Read what I said please. I did not say that. Hitler did say 'Out of Parsifal I make religion.' Just to what extent Hitler's views on the Jews were influenced by Wagner is difficult to say. All we can say is that Wagner's anti-semitism was extreme even for its day. His writings certainly would not have helped the situation faced by Jews under the Nazis.


----------



## Mahlerian (Nov 27, 2012)

DavidA said:


> Just to what extent Hitler's views on the Jews were influenced by Wagner is difficult to say.


Then stop making it seem like such an important connection. If you aren't sure, and it's an inflammatory topic, we should stick to exactly what we know for a fact and nothing more.

Wagner was antisemitic. Wagner also had Jewish friends. That these things are in seeming contradiction makes sense when we realize also that Wagner, having a large ego, would be able to justify for himself just about anything, no matter how contradictory.

The Nazis praised Wagner as a true Aryan and upholder of the true German art. They did the same with Beethoven and Bruckner. All of this cultural heritage was abused by them. Wagner ends up with the blame not because he was antisemitic (many people of the 19th century were), but because he wrote and published essays about it, and because it has been argued that certain characters in his plays represent Jewish stereotypes (remember that this, too, is in dispute). Nevertheless, the connection has been played up here and elsewhere far more than is necessary.


----------



## DavidA (Dec 14, 2012)

Mahlerian said:


> Then stop making it seem like such an important connection. If you aren't sure, and it's an inflammatory topic, we should stick to exactly what we know for a fact and nothing more.
> 
> Wagner was antisemitic. Wagner also had Jewish friends. That these things are in seeming contradiction makes sense when we realize also that Wagner, having a large ego, would be able to justify for himself just about anything, no matter how contradictory.
> 
> The Nazis praised Wagner as a true Aryan and upholder of the true German art. They did the same with Beethoven and Bruckner. All of this cultural heritage was abused by them. Wagner ends up with the blame not because he was antisemitic (many people of the 19th century were), but because he wrote and published essays about it, and because it has been argued that certain characters in his plays represent Jewish stereotypes (remember that this, too, is in dispute). Nevertheless, the connection has been played up here and elsewhere far more than is necessary.


Your comments mystify me. Wagner writes vitriolic anti-Semitic essays and you say they should not be even discussed?
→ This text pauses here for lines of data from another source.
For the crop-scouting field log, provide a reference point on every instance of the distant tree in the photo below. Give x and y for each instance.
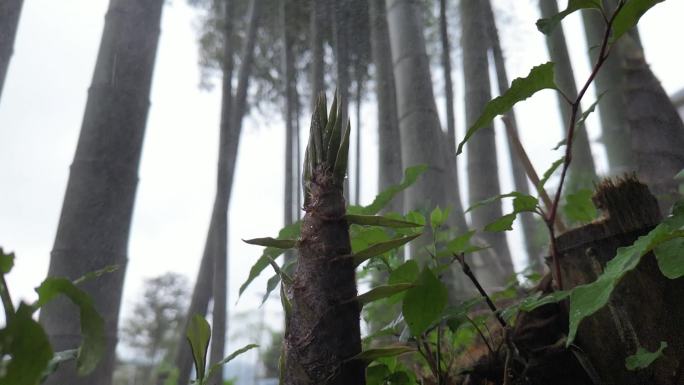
(156, 320)
(96, 215)
(389, 143)
(582, 174)
(610, 80)
(10, 10)
(422, 139)
(483, 175)
(232, 112)
(520, 179)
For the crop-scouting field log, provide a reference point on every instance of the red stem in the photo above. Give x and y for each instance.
(603, 55)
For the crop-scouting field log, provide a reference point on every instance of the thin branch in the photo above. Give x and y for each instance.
(467, 271)
(602, 56)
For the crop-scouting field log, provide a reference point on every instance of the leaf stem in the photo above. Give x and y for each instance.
(7, 303)
(467, 271)
(602, 56)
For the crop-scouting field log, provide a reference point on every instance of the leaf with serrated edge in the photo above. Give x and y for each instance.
(25, 341)
(198, 335)
(272, 242)
(629, 16)
(381, 248)
(546, 26)
(540, 78)
(505, 223)
(424, 303)
(370, 355)
(226, 360)
(289, 231)
(643, 358)
(92, 324)
(378, 220)
(411, 175)
(381, 292)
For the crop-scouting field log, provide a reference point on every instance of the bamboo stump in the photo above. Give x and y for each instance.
(645, 307)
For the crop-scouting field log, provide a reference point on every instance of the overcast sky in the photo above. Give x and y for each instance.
(42, 107)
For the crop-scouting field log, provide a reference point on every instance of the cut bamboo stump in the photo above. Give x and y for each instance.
(646, 307)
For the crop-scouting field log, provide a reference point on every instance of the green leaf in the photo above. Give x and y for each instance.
(27, 344)
(377, 220)
(549, 172)
(461, 243)
(405, 273)
(270, 253)
(424, 303)
(376, 374)
(229, 358)
(492, 200)
(539, 78)
(629, 16)
(371, 355)
(643, 358)
(546, 26)
(198, 335)
(340, 169)
(57, 359)
(436, 217)
(532, 302)
(670, 256)
(589, 110)
(272, 242)
(6, 262)
(523, 203)
(96, 274)
(579, 207)
(587, 299)
(92, 324)
(381, 292)
(411, 175)
(381, 248)
(505, 223)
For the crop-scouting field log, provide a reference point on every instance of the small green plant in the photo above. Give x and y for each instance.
(26, 354)
(199, 335)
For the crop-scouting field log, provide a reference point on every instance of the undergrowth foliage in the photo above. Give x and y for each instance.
(411, 307)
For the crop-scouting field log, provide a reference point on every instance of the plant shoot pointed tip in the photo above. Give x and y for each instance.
(340, 169)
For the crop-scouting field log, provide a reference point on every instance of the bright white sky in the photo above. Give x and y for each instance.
(42, 107)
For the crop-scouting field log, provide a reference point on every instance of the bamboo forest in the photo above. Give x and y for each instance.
(341, 192)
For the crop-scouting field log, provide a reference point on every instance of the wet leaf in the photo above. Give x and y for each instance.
(270, 253)
(92, 324)
(378, 220)
(198, 335)
(27, 344)
(381, 248)
(549, 172)
(643, 358)
(229, 358)
(670, 256)
(411, 175)
(579, 207)
(540, 78)
(424, 303)
(505, 223)
(272, 242)
(6, 261)
(546, 26)
(381, 292)
(371, 355)
(629, 16)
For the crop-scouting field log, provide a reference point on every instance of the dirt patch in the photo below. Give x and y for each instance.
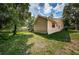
(71, 48)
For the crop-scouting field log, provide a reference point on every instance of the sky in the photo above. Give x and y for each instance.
(47, 9)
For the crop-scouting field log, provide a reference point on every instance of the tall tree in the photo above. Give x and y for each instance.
(14, 14)
(71, 15)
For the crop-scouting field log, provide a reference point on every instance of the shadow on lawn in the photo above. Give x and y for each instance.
(59, 36)
(16, 45)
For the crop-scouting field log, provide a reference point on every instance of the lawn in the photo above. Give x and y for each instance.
(27, 43)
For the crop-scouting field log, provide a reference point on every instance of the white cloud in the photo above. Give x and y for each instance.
(47, 8)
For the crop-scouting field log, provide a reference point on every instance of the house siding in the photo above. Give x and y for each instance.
(40, 25)
(58, 26)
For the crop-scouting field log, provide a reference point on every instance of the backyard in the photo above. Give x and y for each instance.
(29, 43)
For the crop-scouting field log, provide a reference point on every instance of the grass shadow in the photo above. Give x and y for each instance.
(16, 45)
(59, 36)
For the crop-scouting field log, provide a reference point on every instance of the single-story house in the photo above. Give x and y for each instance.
(48, 25)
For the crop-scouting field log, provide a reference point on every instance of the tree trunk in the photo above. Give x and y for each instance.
(14, 31)
(76, 25)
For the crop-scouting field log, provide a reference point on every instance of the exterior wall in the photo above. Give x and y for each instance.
(40, 25)
(58, 26)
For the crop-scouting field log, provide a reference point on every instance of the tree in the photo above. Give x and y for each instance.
(71, 14)
(14, 14)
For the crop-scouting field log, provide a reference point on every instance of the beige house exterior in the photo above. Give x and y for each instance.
(48, 25)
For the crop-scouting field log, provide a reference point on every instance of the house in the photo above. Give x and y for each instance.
(48, 25)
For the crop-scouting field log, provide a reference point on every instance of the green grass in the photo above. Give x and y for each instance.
(40, 44)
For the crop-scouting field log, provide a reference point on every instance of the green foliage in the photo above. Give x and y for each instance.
(71, 15)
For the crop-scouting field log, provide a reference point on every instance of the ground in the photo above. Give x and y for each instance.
(27, 43)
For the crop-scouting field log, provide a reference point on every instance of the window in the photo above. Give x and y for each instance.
(53, 25)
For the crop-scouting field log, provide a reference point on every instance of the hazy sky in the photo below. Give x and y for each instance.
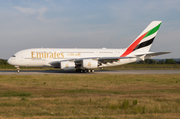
(86, 24)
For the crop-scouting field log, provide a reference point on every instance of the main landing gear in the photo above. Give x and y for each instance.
(84, 70)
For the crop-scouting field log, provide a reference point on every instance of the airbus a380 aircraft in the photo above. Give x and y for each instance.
(85, 60)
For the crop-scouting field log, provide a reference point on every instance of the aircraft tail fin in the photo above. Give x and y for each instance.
(143, 42)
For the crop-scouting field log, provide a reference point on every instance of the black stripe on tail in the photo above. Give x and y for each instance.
(144, 44)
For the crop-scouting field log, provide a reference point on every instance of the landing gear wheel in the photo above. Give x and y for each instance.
(85, 71)
(89, 70)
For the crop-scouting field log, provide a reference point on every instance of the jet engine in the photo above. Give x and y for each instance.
(67, 65)
(89, 63)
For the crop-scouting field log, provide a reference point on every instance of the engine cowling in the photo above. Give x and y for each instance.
(89, 63)
(66, 65)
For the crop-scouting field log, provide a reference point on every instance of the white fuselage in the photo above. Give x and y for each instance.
(39, 57)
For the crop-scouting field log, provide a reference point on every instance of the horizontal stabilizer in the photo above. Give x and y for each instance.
(152, 54)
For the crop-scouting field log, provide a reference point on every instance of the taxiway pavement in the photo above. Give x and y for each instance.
(59, 72)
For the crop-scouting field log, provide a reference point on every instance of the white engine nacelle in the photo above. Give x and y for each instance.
(66, 65)
(89, 64)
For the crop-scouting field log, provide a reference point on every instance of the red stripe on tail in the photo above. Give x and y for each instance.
(132, 46)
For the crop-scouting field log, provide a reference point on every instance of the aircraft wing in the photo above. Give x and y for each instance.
(99, 59)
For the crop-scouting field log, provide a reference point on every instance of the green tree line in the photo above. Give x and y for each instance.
(166, 61)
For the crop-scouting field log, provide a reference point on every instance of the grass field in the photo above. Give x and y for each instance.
(90, 96)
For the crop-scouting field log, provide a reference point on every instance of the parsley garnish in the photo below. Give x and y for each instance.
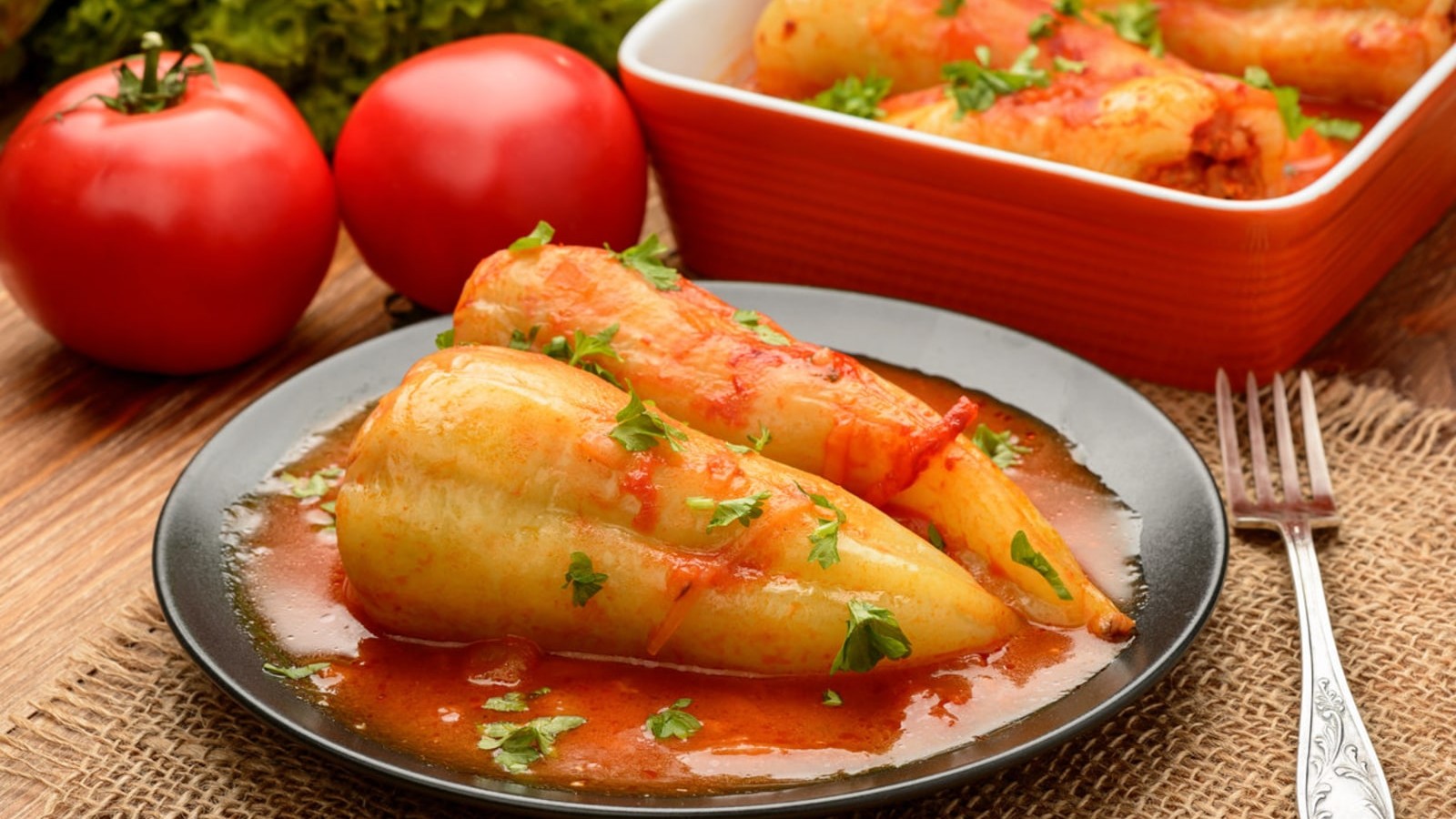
(536, 238)
(764, 436)
(1067, 66)
(871, 634)
(641, 429)
(1001, 448)
(975, 86)
(523, 339)
(934, 535)
(580, 347)
(753, 321)
(644, 258)
(313, 486)
(1136, 21)
(582, 579)
(725, 511)
(759, 442)
(295, 672)
(824, 538)
(519, 745)
(1041, 26)
(1023, 552)
(511, 702)
(855, 96)
(674, 722)
(1295, 118)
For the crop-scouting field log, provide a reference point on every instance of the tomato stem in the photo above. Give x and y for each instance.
(155, 92)
(152, 50)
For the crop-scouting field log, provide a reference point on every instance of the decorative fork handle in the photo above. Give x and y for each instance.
(1339, 773)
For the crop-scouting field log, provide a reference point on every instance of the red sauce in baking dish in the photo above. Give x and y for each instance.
(757, 732)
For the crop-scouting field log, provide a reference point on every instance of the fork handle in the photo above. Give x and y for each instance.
(1339, 773)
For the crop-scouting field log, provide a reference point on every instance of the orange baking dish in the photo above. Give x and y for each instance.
(1148, 281)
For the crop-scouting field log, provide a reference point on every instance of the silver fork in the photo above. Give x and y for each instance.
(1339, 774)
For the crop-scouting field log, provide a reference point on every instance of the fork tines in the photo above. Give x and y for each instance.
(1321, 500)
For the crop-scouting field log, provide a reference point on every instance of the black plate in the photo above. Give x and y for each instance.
(1126, 440)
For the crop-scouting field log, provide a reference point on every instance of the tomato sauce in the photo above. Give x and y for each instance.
(756, 732)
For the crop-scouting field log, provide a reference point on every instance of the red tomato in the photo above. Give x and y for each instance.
(175, 242)
(460, 150)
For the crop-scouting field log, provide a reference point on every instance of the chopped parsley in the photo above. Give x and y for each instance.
(580, 347)
(317, 484)
(824, 538)
(1041, 26)
(934, 535)
(873, 634)
(1136, 21)
(582, 579)
(725, 511)
(762, 440)
(757, 442)
(976, 86)
(510, 702)
(536, 238)
(1001, 448)
(523, 339)
(644, 258)
(753, 321)
(1023, 552)
(295, 672)
(641, 429)
(854, 96)
(674, 722)
(1067, 66)
(517, 745)
(1295, 118)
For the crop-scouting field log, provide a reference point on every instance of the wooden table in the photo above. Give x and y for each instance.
(91, 453)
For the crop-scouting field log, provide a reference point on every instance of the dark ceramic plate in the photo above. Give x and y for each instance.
(1126, 440)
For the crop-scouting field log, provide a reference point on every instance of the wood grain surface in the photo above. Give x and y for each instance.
(89, 453)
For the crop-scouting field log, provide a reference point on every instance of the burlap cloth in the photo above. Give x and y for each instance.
(135, 729)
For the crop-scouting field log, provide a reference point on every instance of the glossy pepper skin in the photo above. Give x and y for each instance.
(472, 487)
(829, 414)
(179, 241)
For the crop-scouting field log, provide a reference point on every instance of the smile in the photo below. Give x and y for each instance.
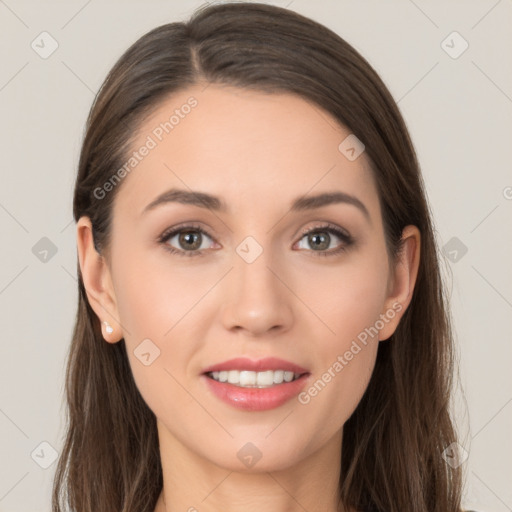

If Wagner had not meant his disgusting views to be discussed by future generations then surely he would not ever committed them to paper.

Yes we can say Beethoven was abused. We know his views (whatever his failings as a man) would have been totally anti-nazi. But wasn't Nazi anti-semitism just an extension of Wagner's own writings on the subject?


----------



## SiegendesLicht (Mar 4, 2012)

You are so fixated on Wagner's antisemitism, as if all he ever created were antisemitic essays. He only ever mentiones Jews in a couple of them, and most of the prose he wrote was about music. He entered history as a genius composer and poet and not some sort of antisemitic politician - a fact that you seem to have forgotten about. Go listen to some Wagner and quit obsessing!


----------



## Mahlerian (Nov 27, 2012)

DavidA said:


> Your comments mystify me. Wagner writes vitriolic anti-Semitic essays and you say they should not be even discussed? If Wagner had not meant his disgusting views to be discussed by future generations then surely he would not ever committed them to paper.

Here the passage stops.